At the door of my apartment we stopped. “Thank you,” I said, meaning it.

“You didn’t enjoy yourself,” he said. “I saw: you didn’t dance all evening. Did you even have a glass of wine?”

“No. But it did help.” I groped for the right words. “I won’t deny a part of me spent the whole time thinking, I’m wasting one-sixth of my remaining life.” I smiled; T’vril grimaced. “But to spend that time surrounded by so much joy… it did make me feel better.”

There was such compassion in his eyes. I found myself wondering, again, why he helped me. I supposed it made a difference that he had some fellow feeling for me, perhaps even liked me. It was touching to think so, and perhaps that was why I reached up to cup his cheek. He blinked in surprise, but he did not draw back. That pleased me, too, and so I yielded to impulse.

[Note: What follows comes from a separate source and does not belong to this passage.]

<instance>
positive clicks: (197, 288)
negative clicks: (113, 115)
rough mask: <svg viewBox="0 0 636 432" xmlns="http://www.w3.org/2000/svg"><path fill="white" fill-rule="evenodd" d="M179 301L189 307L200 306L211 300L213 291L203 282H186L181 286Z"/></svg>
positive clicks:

“I’m probably not pretty by your standards,” I ventured. His cheek felt slightly scratchy under my fingers, and I remembered that men of the island peoples tended to grow beards. I found the idea exotic and intriguing.

A half-dozen thoughts flickered across T’vril’s face in the span of a breath, then settled with his slow smile. “Well, I’m not by yours, either,” he said. “I’ve seen those showhorses you Darre call men.”

I chuckled, abruptly nervous. “And we are, of course, relatives…”

“This is Sky, Cousin.” Amazing how that explained everything.

I opened the door to my apartment, then took his hand and pulled him inside.

He was strangely gentle—or perhaps it only seemed strange to me because I had little experience to compare him against. I was surprised to find that he was even paler beneath his clothing, and his shoulders were covered in faint spots, like those of a leopard but smaller and random. He felt normal enough against me, lean and strong, and I liked the sounds that he made. He did try to give me pleasure, but I was too tense, too aware of my own loneliness and fear, so there were no stormwinds for me. I did not mind so much.